I’m more inclined to guess that that’s attributable to Musk’s leadership traits. Something along the lines of, “move fast and blow shit up. It’s not really our money, so who cares?”

Anonymous Coward says:

Re: Re:

Indeed, Chinese investment isn’t the same as tofu dregs Chinese construction. i just thought it was an amusing “connection”.

Anonymous Coward says:

Don’t worry about it. Elon is clearly planning on scamming the Chinese out of their money, so that means it’s not really a national security worry.

Anonymous Coward says:

“If the investors got access to nonpublic information about the company — say, details on its contracts or supply chain — it could be useful to Chinese intelligence […]”

I think “useful” is a serious understatement. From an intelligence standpoint, this is money well spent: it’s cheaper than espionage and it’s (apparently) legal — or if not actually legal, effectively legal because this administration will do nothing about it.

For example: supply chain intelligence tells an adversary where to strike to disrupt production. In a field like this, there are often single-sourced components with long lead times — the perfect targets.

Anonymous Coward says:

SpaceX did disrupt an industry that badly needed disrupting.
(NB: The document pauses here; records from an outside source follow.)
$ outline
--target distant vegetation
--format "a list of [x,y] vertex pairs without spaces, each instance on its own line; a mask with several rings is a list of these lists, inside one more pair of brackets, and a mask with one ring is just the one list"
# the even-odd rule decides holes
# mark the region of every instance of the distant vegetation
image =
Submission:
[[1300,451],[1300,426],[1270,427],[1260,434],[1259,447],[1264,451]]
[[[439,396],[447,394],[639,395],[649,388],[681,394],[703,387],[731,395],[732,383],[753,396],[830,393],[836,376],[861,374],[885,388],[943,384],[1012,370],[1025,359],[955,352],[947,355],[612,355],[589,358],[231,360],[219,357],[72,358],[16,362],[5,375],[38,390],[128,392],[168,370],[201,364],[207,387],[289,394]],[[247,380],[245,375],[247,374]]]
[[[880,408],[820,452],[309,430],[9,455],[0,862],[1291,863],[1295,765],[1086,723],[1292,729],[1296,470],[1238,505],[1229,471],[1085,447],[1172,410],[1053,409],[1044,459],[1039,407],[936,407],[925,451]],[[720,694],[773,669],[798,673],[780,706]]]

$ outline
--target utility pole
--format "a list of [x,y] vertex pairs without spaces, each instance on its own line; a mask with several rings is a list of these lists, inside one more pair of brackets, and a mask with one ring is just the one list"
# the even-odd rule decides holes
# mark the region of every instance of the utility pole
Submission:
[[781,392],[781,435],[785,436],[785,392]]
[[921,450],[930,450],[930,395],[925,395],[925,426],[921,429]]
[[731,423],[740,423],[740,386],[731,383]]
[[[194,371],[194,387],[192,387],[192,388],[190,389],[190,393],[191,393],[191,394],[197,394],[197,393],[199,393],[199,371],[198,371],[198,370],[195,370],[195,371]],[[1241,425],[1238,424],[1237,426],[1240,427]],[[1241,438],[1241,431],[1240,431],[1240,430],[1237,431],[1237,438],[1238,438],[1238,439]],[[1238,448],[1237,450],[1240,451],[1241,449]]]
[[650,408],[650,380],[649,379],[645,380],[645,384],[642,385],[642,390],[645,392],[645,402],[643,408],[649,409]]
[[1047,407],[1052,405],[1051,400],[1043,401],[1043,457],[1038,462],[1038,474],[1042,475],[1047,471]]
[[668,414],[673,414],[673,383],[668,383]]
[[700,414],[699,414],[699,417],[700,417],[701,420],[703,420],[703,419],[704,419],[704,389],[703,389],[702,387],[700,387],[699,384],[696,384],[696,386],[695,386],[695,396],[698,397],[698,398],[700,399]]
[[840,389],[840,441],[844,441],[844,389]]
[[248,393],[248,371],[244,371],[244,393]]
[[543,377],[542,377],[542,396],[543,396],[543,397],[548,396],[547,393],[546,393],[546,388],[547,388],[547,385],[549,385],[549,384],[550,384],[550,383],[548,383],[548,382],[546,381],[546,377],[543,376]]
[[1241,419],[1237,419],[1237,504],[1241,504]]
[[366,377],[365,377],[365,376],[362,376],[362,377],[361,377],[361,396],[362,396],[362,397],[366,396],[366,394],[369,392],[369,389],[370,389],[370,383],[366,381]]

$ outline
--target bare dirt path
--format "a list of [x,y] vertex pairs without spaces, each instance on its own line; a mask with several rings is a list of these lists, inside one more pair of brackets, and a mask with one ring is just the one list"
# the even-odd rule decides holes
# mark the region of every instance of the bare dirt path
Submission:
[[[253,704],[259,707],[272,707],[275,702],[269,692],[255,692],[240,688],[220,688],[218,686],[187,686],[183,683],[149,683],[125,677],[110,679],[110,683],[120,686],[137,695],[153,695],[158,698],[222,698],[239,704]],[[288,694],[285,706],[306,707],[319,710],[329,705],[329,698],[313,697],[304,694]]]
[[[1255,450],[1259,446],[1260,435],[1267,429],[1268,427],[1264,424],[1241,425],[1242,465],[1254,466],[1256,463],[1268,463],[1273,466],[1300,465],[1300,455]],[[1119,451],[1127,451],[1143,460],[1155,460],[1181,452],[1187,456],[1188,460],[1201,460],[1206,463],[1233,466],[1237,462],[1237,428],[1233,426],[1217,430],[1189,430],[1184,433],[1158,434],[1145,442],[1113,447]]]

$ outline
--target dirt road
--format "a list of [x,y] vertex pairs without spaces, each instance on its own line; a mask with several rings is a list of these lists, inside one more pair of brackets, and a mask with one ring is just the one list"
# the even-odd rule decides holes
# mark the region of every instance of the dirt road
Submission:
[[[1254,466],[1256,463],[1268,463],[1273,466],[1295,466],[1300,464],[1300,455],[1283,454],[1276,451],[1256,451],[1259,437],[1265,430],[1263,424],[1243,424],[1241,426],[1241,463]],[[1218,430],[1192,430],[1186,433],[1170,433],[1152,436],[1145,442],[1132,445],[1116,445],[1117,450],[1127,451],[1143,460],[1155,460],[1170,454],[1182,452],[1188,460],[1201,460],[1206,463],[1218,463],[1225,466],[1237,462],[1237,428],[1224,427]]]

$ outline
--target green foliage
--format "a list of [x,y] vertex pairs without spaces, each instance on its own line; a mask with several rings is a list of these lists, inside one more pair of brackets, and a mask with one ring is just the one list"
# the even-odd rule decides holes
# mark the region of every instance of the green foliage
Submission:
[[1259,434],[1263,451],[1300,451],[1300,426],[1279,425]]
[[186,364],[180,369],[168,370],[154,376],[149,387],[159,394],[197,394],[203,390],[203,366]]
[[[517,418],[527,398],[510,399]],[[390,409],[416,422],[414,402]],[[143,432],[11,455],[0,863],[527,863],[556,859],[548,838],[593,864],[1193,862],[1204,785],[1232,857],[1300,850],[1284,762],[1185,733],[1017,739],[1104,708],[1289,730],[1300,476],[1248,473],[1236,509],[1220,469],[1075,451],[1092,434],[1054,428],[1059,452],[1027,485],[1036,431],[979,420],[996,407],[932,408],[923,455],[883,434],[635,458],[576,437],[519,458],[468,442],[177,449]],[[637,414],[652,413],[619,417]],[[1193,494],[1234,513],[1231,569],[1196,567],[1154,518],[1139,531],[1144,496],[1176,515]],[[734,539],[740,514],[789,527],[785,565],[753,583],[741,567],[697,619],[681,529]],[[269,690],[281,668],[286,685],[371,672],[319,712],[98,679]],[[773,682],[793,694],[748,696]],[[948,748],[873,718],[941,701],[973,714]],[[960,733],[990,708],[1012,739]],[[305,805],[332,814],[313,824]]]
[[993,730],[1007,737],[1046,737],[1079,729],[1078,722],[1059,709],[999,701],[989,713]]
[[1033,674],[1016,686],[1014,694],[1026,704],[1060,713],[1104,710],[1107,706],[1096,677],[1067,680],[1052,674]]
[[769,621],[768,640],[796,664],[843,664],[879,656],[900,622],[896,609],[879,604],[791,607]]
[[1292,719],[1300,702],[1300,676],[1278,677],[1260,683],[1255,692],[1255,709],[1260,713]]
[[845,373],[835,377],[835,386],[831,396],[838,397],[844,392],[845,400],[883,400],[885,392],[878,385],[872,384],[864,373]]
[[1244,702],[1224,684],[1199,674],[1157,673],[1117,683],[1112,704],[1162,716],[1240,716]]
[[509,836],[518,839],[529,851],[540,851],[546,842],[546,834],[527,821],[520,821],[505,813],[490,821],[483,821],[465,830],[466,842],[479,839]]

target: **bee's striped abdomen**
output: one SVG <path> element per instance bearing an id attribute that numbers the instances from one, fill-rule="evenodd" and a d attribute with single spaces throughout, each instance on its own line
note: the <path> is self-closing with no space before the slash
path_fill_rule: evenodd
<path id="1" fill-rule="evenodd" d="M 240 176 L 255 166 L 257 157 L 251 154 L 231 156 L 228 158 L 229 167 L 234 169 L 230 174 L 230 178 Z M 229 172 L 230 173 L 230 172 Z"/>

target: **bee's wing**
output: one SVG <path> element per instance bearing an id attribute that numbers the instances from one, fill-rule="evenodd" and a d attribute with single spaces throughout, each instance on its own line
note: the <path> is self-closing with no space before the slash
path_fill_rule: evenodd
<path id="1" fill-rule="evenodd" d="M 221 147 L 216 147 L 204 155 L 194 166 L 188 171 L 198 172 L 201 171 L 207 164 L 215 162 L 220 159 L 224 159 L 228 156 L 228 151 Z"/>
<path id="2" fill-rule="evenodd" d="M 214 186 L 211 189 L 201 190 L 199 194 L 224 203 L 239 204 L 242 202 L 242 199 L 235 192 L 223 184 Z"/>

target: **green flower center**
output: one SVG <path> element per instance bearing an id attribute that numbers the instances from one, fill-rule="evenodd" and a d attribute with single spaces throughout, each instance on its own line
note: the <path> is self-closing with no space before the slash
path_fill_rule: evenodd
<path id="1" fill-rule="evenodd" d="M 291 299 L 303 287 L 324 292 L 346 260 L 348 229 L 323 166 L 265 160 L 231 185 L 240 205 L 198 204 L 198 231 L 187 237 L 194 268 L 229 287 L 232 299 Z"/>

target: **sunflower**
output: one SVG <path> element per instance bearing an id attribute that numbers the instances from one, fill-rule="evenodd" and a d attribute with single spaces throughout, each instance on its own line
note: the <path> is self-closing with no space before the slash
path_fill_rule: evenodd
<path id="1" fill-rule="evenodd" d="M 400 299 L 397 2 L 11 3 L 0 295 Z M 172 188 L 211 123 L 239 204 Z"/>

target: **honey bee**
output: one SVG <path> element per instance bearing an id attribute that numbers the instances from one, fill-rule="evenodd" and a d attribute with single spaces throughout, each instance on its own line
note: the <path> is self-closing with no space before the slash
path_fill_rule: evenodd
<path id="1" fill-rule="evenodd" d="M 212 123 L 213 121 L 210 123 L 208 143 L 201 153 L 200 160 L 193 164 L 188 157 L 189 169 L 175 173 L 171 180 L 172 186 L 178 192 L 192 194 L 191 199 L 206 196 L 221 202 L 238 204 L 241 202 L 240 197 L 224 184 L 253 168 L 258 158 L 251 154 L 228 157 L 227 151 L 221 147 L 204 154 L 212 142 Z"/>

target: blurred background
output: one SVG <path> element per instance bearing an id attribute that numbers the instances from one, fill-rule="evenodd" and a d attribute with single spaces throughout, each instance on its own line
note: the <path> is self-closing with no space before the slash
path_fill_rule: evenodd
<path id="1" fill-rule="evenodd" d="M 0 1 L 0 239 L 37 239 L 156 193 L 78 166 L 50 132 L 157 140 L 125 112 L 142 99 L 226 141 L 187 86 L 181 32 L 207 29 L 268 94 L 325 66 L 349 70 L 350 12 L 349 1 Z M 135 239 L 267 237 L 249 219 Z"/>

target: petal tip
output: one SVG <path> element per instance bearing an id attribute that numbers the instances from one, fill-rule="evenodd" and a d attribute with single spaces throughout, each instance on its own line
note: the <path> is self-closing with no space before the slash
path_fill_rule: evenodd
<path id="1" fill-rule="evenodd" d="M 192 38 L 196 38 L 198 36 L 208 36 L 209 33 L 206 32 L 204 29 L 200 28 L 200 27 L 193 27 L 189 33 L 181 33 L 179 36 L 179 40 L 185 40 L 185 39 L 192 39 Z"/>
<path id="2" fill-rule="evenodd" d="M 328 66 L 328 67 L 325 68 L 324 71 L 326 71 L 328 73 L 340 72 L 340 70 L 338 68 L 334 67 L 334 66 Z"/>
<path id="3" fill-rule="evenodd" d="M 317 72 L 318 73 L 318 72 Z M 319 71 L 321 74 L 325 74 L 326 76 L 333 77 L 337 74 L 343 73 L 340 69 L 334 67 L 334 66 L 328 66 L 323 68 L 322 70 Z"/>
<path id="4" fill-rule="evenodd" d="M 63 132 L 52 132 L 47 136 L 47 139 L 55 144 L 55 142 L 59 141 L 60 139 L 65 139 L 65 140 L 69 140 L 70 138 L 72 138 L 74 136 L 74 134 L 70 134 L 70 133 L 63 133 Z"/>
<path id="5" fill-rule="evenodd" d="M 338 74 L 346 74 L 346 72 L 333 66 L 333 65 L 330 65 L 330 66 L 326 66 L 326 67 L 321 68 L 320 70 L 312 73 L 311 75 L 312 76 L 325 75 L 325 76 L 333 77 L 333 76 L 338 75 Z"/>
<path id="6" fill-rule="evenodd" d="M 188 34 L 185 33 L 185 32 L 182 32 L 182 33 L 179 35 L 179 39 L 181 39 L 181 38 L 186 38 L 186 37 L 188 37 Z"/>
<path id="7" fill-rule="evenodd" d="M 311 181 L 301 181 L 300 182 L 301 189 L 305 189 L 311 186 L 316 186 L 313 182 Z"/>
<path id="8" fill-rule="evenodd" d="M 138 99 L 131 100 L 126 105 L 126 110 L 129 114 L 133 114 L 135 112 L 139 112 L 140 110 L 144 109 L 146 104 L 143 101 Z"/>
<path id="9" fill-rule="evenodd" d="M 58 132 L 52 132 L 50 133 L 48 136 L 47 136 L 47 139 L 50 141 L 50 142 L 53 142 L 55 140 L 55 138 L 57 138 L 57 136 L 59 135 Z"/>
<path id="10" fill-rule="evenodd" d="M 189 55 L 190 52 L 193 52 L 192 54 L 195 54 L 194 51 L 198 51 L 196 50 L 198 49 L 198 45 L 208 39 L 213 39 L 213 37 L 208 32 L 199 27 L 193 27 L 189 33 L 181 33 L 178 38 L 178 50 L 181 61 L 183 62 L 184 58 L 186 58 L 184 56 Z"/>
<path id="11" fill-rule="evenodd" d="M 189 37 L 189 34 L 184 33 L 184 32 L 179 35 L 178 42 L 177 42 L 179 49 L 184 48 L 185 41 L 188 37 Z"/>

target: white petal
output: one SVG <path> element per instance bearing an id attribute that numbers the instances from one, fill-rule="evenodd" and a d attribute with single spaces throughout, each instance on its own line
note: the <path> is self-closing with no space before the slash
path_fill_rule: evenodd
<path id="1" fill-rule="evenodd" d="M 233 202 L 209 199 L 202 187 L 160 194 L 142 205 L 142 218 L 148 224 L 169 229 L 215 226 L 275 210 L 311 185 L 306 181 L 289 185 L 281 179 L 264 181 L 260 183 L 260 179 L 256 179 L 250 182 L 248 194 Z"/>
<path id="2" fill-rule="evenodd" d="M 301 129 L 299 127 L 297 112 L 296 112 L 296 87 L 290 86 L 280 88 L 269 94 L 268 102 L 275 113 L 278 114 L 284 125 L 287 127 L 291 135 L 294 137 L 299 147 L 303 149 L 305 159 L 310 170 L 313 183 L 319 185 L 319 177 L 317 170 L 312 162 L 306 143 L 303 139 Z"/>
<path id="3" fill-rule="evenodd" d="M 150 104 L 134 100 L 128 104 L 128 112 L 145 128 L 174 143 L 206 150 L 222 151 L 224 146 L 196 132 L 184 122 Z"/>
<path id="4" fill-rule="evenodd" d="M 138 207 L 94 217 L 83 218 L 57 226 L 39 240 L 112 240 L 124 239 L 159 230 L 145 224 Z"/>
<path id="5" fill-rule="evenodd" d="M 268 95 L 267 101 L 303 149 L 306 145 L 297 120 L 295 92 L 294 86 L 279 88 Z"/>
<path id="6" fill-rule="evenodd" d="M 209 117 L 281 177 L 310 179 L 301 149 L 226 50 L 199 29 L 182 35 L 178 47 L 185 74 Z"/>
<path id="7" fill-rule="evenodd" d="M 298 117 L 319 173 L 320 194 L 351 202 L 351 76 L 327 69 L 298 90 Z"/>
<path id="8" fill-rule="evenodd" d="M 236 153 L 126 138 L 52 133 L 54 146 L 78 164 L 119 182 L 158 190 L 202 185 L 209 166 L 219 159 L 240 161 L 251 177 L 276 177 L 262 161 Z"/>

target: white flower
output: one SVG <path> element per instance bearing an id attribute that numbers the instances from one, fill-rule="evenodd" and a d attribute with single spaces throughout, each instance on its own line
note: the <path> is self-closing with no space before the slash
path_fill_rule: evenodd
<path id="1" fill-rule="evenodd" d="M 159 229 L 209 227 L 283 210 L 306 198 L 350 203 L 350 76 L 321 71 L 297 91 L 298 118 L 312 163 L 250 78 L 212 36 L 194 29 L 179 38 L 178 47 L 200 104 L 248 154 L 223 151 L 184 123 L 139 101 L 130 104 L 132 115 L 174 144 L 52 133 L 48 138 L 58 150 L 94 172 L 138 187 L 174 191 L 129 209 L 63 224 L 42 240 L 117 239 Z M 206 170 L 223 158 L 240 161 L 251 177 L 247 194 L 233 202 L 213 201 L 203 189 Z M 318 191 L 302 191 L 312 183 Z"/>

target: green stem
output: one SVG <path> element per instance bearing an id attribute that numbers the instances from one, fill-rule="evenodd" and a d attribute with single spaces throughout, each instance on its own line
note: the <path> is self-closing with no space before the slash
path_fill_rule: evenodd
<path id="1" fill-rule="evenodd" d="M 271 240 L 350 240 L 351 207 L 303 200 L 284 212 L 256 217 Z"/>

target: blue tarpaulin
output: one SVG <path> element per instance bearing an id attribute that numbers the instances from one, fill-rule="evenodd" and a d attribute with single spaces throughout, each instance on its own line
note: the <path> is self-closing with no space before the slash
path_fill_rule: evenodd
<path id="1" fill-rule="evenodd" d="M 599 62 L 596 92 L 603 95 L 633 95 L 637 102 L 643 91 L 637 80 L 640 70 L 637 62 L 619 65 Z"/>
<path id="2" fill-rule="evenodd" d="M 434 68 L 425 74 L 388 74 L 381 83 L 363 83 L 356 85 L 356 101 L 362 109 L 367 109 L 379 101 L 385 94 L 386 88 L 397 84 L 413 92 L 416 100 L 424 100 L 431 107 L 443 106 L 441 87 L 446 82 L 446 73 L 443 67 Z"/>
ULA (the United Launch Alliance) was one of those monopolies (and monopsonies) that should never have been allowed in what’s supposed to be competitive market.

ULA was the only provider, and their only customer was the US DOD (Department of Defense War). With a single customer with an effectively unlimited budget they could (and did) charge whatever they wanted to.

Yeah, NASA and commercial satellite providers could use Roskosmos or Arianespace, but for classified payloads? Ha ha…

So points for that, SpaceX.

Anonymous Coward says:

Re: Re:

Any time the government spends our tax money at a private business, there should be a competitive market. Otherwise it’s an invitation to price gouge.